Nos décideurs, parce qu'ils ne peuvent pas voir, ou parce qu'ils se bouchent les yeux pour ne pas voir, sont, paraît-il, enclins aujourd'hui à cultiver la cécité par rapport à la réalité sociale du pays, sinon à négliger, quand ils conçoivent les projets et les plans nationaux, non seulement ce que personne ne connaît, mais encore bien des réalités que tout le monde connaît.

Toutes les projections politiques ou économiques actuelles de la réalité sociale que se font nos responsables sont comme caricaturales, prises à la légère, avec très peu de lucidité et sans aucune dose du sérieux à même de leur donner une quelconque teinte de validité. Or, il est hors de doute que tout désir d'action a besoin, en premier lieu, de la clarté de vision, de réalisme, de compétence et de pragmatisme.

L'élite n'a point pour rôle de baigner dans ce marécage «intelloctocide» de la rente, en échafaudant des rêves solitaires et dédaigneux des vœux de la masse et en dénigrant par un pessimisme simplificateur toute velléité ou initiative pour le changement, mais d'agir au quotidien. Autrement dit, agir d'abord en dialoguant, en communiquant et en parlant régulièrement avec ceux d'en bas. Ensuite, tisser un lien de connivence permanent avec eux pour apaiser toutes les tensions possibles. L'absence de dialogue équivaut forcément à la montée des colères, à la surenchère, à la démesure, à l'anarchie. Car, comme le dit bien un célèbre proverbe, «quand le seul outil connu est un marteau, toute solution est considérée comme un clou».

Notre mal vient de là ! De notre entêtement à avoir raison, à ne pas tendre l'oreille à l'autre, à le mépriser. Mais pourquoi, pardi, on privilégie toujours l'usage de la force en Algérie pour la résolution des conflits sociaux ou politiques ? De quel droit dispose-t-on, par exemple, pour frapper un médecin sorti revendiquer pacifiquement ses droits ? Est-il logique de bastonner et d'humilier la crème de notre société et d'espérer en même temps que la situation du pays s'améliore ?

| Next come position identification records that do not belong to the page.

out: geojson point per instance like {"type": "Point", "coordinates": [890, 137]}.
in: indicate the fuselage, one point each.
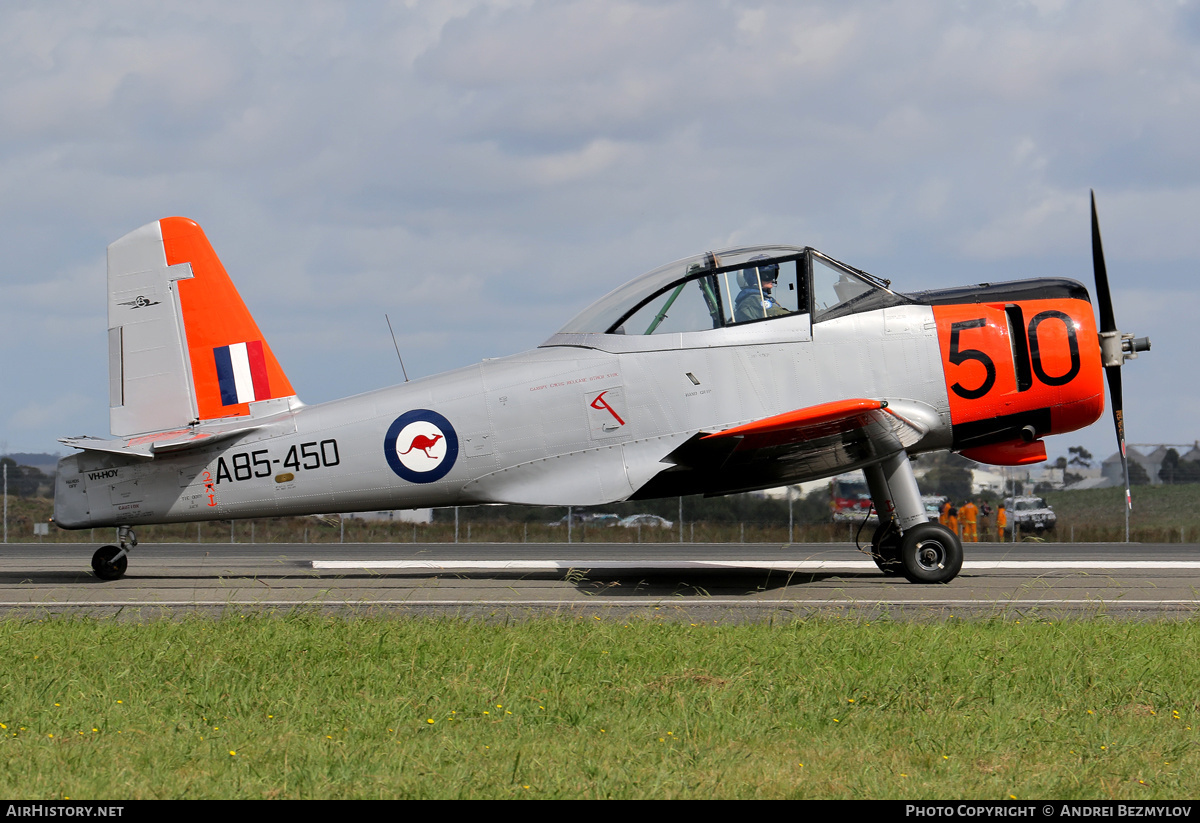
{"type": "Point", "coordinates": [588, 418]}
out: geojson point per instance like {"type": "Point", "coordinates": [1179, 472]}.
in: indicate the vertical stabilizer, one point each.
{"type": "Point", "coordinates": [183, 346]}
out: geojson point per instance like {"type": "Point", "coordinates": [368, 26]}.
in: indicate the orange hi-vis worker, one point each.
{"type": "Point", "coordinates": [970, 516]}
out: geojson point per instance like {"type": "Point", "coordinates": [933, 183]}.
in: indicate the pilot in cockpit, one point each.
{"type": "Point", "coordinates": [755, 300]}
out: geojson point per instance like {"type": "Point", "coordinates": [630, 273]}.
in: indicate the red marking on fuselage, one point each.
{"type": "Point", "coordinates": [423, 443]}
{"type": "Point", "coordinates": [209, 488]}
{"type": "Point", "coordinates": [601, 403]}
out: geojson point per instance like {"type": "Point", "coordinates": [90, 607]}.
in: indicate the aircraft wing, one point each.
{"type": "Point", "coordinates": [803, 444]}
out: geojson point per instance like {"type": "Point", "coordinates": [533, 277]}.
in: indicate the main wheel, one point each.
{"type": "Point", "coordinates": [930, 553]}
{"type": "Point", "coordinates": [886, 548]}
{"type": "Point", "coordinates": [106, 566]}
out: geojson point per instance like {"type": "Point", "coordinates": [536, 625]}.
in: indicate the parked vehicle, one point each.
{"type": "Point", "coordinates": [850, 498]}
{"type": "Point", "coordinates": [652, 521]}
{"type": "Point", "coordinates": [1030, 515]}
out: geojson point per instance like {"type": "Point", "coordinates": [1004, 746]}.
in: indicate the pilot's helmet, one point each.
{"type": "Point", "coordinates": [755, 276]}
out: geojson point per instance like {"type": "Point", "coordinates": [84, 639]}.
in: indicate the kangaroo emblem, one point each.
{"type": "Point", "coordinates": [423, 443]}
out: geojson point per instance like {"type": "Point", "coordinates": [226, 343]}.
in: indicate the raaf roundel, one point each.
{"type": "Point", "coordinates": [730, 371]}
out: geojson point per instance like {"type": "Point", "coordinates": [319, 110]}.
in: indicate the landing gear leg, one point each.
{"type": "Point", "coordinates": [906, 542]}
{"type": "Point", "coordinates": [886, 540]}
{"type": "Point", "coordinates": [109, 562]}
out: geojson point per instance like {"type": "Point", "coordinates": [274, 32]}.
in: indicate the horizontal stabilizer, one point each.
{"type": "Point", "coordinates": [147, 446]}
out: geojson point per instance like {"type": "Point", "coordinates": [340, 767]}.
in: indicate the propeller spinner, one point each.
{"type": "Point", "coordinates": [1115, 349]}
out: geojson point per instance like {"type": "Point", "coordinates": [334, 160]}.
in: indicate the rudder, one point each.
{"type": "Point", "coordinates": [183, 346]}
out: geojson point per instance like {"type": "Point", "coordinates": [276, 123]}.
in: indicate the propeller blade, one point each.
{"type": "Point", "coordinates": [1114, 374]}
{"type": "Point", "coordinates": [1103, 298]}
{"type": "Point", "coordinates": [1109, 324]}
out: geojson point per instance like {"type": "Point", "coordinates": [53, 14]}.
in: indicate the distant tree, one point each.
{"type": "Point", "coordinates": [24, 480]}
{"type": "Point", "coordinates": [1080, 457]}
{"type": "Point", "coordinates": [949, 474]}
{"type": "Point", "coordinates": [1138, 475]}
{"type": "Point", "coordinates": [1176, 470]}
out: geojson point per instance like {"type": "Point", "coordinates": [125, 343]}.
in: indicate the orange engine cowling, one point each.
{"type": "Point", "coordinates": [1018, 371]}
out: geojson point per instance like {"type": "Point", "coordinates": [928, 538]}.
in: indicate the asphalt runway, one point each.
{"type": "Point", "coordinates": [720, 582]}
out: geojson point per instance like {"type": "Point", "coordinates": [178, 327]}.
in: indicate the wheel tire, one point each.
{"type": "Point", "coordinates": [930, 553]}
{"type": "Point", "coordinates": [886, 548]}
{"type": "Point", "coordinates": [106, 568]}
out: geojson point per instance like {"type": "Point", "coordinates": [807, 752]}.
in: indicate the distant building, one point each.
{"type": "Point", "coordinates": [1150, 457]}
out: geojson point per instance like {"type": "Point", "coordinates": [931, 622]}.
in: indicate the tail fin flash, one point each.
{"type": "Point", "coordinates": [183, 346]}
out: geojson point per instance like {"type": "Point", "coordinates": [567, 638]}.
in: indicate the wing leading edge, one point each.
{"type": "Point", "coordinates": [803, 444]}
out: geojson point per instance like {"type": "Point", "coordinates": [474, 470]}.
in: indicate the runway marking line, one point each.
{"type": "Point", "coordinates": [696, 565]}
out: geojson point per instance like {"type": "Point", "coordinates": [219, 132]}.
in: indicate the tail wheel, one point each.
{"type": "Point", "coordinates": [107, 565]}
{"type": "Point", "coordinates": [930, 553]}
{"type": "Point", "coordinates": [886, 548]}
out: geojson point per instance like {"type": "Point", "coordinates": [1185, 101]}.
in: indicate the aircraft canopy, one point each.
{"type": "Point", "coordinates": [732, 287]}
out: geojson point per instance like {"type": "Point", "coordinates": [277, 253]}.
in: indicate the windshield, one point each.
{"type": "Point", "coordinates": [699, 293]}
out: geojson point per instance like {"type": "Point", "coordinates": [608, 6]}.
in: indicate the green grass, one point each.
{"type": "Point", "coordinates": [315, 707]}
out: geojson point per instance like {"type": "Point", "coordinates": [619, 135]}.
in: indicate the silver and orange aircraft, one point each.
{"type": "Point", "coordinates": [725, 372]}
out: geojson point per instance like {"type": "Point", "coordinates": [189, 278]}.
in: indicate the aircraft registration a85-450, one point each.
{"type": "Point", "coordinates": [725, 372]}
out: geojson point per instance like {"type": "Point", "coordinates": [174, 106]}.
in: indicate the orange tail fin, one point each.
{"type": "Point", "coordinates": [183, 346]}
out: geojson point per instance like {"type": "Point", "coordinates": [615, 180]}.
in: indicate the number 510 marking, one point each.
{"type": "Point", "coordinates": [959, 355]}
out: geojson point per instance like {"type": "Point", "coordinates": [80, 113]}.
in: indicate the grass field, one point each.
{"type": "Point", "coordinates": [304, 706]}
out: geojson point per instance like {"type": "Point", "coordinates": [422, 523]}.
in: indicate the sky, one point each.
{"type": "Point", "coordinates": [480, 172]}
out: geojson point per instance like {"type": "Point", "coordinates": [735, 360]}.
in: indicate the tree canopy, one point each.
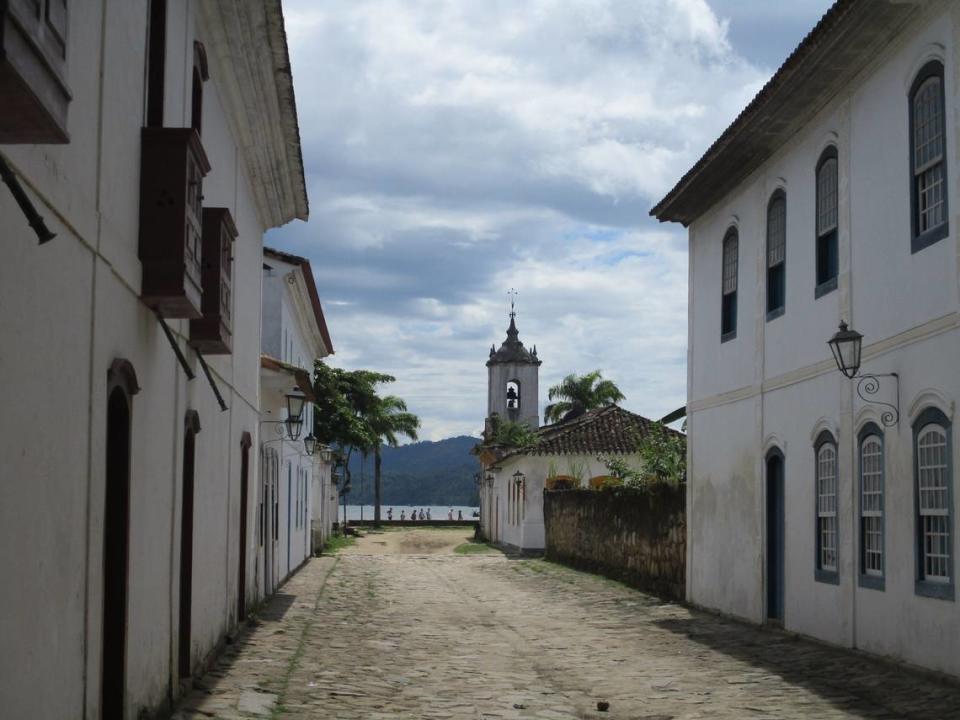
{"type": "Point", "coordinates": [576, 394]}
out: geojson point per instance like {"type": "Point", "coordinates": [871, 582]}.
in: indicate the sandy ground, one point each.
{"type": "Point", "coordinates": [487, 637]}
{"type": "Point", "coordinates": [419, 541]}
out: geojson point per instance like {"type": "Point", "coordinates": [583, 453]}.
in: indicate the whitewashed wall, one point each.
{"type": "Point", "coordinates": [69, 309]}
{"type": "Point", "coordinates": [776, 383]}
{"type": "Point", "coordinates": [528, 533]}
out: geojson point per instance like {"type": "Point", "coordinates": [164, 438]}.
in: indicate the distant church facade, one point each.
{"type": "Point", "coordinates": [570, 453]}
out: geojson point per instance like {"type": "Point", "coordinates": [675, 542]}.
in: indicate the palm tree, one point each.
{"type": "Point", "coordinates": [576, 394]}
{"type": "Point", "coordinates": [388, 419]}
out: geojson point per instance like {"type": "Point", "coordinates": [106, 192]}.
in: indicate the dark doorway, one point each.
{"type": "Point", "coordinates": [242, 571]}
{"type": "Point", "coordinates": [775, 537]}
{"type": "Point", "coordinates": [186, 544]}
{"type": "Point", "coordinates": [116, 527]}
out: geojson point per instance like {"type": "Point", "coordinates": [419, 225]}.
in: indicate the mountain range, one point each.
{"type": "Point", "coordinates": [422, 473]}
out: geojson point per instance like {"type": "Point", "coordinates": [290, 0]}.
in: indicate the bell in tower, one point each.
{"type": "Point", "coordinates": [512, 378]}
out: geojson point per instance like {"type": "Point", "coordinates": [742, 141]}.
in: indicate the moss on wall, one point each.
{"type": "Point", "coordinates": [636, 536]}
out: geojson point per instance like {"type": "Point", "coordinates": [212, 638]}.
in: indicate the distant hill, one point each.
{"type": "Point", "coordinates": [423, 473]}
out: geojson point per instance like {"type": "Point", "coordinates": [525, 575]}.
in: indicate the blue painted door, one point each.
{"type": "Point", "coordinates": [775, 537]}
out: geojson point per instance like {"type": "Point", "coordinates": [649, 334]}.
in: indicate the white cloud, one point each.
{"type": "Point", "coordinates": [456, 149]}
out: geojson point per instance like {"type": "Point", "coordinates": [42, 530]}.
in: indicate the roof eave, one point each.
{"type": "Point", "coordinates": [842, 44]}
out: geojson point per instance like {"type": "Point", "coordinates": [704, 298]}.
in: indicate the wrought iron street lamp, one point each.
{"type": "Point", "coordinates": [295, 403]}
{"type": "Point", "coordinates": [846, 346]}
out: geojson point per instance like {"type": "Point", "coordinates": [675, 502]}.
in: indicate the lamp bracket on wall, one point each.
{"type": "Point", "coordinates": [868, 385]}
{"type": "Point", "coordinates": [26, 207]}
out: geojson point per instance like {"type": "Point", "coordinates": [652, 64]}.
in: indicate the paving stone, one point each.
{"type": "Point", "coordinates": [453, 637]}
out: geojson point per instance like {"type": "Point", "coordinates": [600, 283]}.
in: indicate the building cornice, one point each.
{"type": "Point", "coordinates": [247, 47]}
{"type": "Point", "coordinates": [303, 311]}
{"type": "Point", "coordinates": [847, 39]}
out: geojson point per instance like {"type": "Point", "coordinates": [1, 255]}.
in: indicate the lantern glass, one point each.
{"type": "Point", "coordinates": [295, 403]}
{"type": "Point", "coordinates": [294, 428]}
{"type": "Point", "coordinates": [846, 346]}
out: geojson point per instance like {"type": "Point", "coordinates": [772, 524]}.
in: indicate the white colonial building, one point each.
{"type": "Point", "coordinates": [157, 140]}
{"type": "Point", "coordinates": [295, 492]}
{"type": "Point", "coordinates": [570, 454]}
{"type": "Point", "coordinates": [826, 201]}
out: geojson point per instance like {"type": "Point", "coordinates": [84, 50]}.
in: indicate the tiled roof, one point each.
{"type": "Point", "coordinates": [606, 430]}
{"type": "Point", "coordinates": [311, 289]}
{"type": "Point", "coordinates": [848, 37]}
{"type": "Point", "coordinates": [300, 375]}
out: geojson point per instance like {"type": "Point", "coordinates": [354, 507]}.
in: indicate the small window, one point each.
{"type": "Point", "coordinates": [933, 498]}
{"type": "Point", "coordinates": [513, 395]}
{"type": "Point", "coordinates": [156, 61]}
{"type": "Point", "coordinates": [827, 222]}
{"type": "Point", "coordinates": [871, 509]}
{"type": "Point", "coordinates": [776, 254]}
{"type": "Point", "coordinates": [928, 157]}
{"type": "Point", "coordinates": [728, 310]}
{"type": "Point", "coordinates": [827, 531]}
{"type": "Point", "coordinates": [200, 76]}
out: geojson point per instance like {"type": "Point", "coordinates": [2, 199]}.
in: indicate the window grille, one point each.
{"type": "Point", "coordinates": [827, 507]}
{"type": "Point", "coordinates": [928, 153]}
{"type": "Point", "coordinates": [728, 312]}
{"type": "Point", "coordinates": [934, 508]}
{"type": "Point", "coordinates": [776, 254]}
{"type": "Point", "coordinates": [827, 220]}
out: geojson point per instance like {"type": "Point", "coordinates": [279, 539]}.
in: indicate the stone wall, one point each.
{"type": "Point", "coordinates": [638, 537]}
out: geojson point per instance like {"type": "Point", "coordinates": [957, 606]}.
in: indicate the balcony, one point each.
{"type": "Point", "coordinates": [172, 169]}
{"type": "Point", "coordinates": [212, 334]}
{"type": "Point", "coordinates": [33, 70]}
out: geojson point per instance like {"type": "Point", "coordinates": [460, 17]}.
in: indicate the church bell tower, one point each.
{"type": "Point", "coordinates": [513, 378]}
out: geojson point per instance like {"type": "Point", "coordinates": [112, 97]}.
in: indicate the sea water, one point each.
{"type": "Point", "coordinates": [437, 512]}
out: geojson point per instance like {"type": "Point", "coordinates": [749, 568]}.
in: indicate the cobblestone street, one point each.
{"type": "Point", "coordinates": [485, 636]}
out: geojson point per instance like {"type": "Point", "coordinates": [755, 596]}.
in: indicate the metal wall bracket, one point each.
{"type": "Point", "coordinates": [869, 384]}
{"type": "Point", "coordinates": [176, 347]}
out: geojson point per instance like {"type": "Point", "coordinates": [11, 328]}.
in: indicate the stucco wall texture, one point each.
{"type": "Point", "coordinates": [639, 538]}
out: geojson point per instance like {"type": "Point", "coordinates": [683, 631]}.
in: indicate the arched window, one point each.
{"type": "Point", "coordinates": [728, 309]}
{"type": "Point", "coordinates": [122, 385]}
{"type": "Point", "coordinates": [827, 221]}
{"type": "Point", "coordinates": [934, 469]}
{"type": "Point", "coordinates": [928, 157]}
{"type": "Point", "coordinates": [513, 395]}
{"type": "Point", "coordinates": [200, 76]}
{"type": "Point", "coordinates": [156, 61]}
{"type": "Point", "coordinates": [826, 487]}
{"type": "Point", "coordinates": [871, 508]}
{"type": "Point", "coordinates": [776, 254]}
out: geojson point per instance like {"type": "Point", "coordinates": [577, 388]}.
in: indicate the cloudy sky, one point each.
{"type": "Point", "coordinates": [457, 148]}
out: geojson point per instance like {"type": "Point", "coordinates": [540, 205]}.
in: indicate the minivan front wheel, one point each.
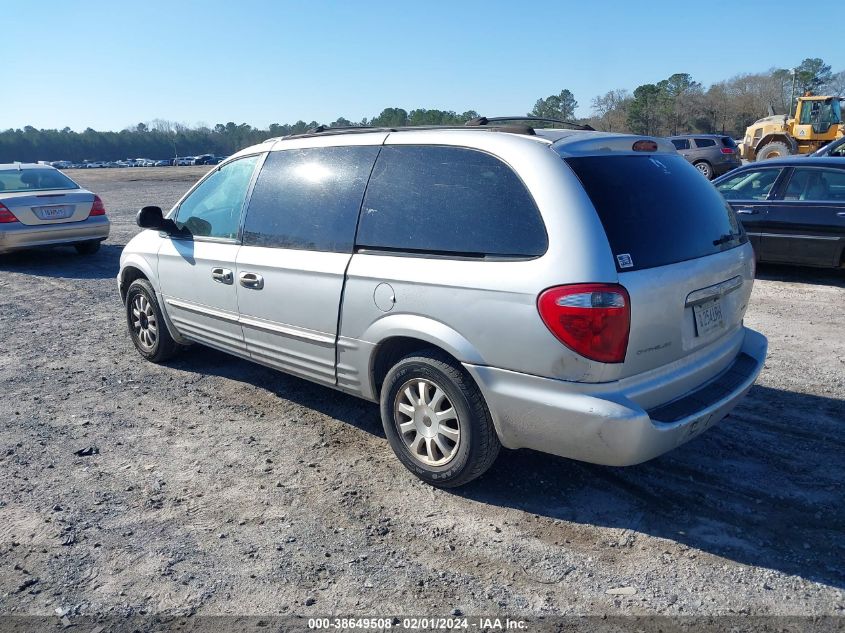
{"type": "Point", "coordinates": [146, 324]}
{"type": "Point", "coordinates": [436, 420]}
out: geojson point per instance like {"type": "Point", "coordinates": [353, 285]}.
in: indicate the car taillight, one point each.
{"type": "Point", "coordinates": [591, 319]}
{"type": "Point", "coordinates": [97, 207]}
{"type": "Point", "coordinates": [6, 216]}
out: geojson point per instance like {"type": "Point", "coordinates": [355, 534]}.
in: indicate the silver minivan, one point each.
{"type": "Point", "coordinates": [574, 292]}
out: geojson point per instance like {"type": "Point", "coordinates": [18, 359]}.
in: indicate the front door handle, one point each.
{"type": "Point", "coordinates": [222, 275]}
{"type": "Point", "coordinates": [251, 280]}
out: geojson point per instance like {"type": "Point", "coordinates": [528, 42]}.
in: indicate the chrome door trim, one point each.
{"type": "Point", "coordinates": [289, 331]}
{"type": "Point", "coordinates": [205, 310]}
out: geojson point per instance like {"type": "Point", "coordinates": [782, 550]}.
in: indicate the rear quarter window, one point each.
{"type": "Point", "coordinates": [656, 209]}
{"type": "Point", "coordinates": [449, 201]}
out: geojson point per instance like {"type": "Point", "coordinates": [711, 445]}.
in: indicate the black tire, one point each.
{"type": "Point", "coordinates": [87, 248]}
{"type": "Point", "coordinates": [705, 168]}
{"type": "Point", "coordinates": [775, 149]}
{"type": "Point", "coordinates": [477, 446]}
{"type": "Point", "coordinates": [162, 346]}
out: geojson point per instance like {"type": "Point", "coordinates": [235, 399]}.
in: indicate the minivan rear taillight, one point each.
{"type": "Point", "coordinates": [591, 319]}
{"type": "Point", "coordinates": [97, 208]}
{"type": "Point", "coordinates": [6, 216]}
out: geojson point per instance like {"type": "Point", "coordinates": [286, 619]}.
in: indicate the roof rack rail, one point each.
{"type": "Point", "coordinates": [483, 120]}
{"type": "Point", "coordinates": [322, 130]}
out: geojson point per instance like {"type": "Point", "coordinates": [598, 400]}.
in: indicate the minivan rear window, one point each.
{"type": "Point", "coordinates": [656, 209]}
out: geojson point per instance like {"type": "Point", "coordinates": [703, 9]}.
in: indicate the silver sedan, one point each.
{"type": "Point", "coordinates": [40, 206]}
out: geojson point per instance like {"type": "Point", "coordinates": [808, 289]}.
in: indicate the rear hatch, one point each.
{"type": "Point", "coordinates": [680, 253]}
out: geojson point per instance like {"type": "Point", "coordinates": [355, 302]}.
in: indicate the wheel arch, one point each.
{"type": "Point", "coordinates": [399, 335]}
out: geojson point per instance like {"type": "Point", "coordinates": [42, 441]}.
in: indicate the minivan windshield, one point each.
{"type": "Point", "coordinates": [656, 209]}
{"type": "Point", "coordinates": [17, 180]}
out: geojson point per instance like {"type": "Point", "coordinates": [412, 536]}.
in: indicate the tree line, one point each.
{"type": "Point", "coordinates": [675, 105]}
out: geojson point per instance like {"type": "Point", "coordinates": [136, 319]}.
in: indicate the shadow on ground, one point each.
{"type": "Point", "coordinates": [763, 488]}
{"type": "Point", "coordinates": [802, 274]}
{"type": "Point", "coordinates": [64, 262]}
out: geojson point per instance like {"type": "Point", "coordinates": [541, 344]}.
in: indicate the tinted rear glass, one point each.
{"type": "Point", "coordinates": [656, 210]}
{"type": "Point", "coordinates": [449, 200]}
{"type": "Point", "coordinates": [12, 180]}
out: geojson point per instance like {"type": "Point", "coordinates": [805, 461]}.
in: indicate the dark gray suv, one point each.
{"type": "Point", "coordinates": [712, 154]}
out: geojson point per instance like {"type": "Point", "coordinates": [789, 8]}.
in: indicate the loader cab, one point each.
{"type": "Point", "coordinates": [819, 113]}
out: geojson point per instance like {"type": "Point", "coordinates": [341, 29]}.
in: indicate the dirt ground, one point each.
{"type": "Point", "coordinates": [215, 486]}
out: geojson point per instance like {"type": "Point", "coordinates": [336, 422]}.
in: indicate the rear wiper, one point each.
{"type": "Point", "coordinates": [727, 237]}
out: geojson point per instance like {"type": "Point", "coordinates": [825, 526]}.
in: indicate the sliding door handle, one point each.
{"type": "Point", "coordinates": [251, 280]}
{"type": "Point", "coordinates": [222, 275]}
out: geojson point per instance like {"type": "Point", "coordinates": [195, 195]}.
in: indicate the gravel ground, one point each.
{"type": "Point", "coordinates": [215, 486]}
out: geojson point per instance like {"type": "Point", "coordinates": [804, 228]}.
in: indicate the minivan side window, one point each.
{"type": "Point", "coordinates": [213, 209]}
{"type": "Point", "coordinates": [449, 201]}
{"type": "Point", "coordinates": [308, 199]}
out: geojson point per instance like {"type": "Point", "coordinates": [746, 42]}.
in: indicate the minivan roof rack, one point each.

On dirait que notre déraison nous a fait accepter, au fil du temps, l'inacceptable ! Or, il nous est, à présent, primordial de nous armer d'une seule certitude : nous devons changer, nous élever un peu plus haut, au-dessus des passions et des polémiques du moment pour que nous puissions asseoir la nation sur des bases morales solides, avancer.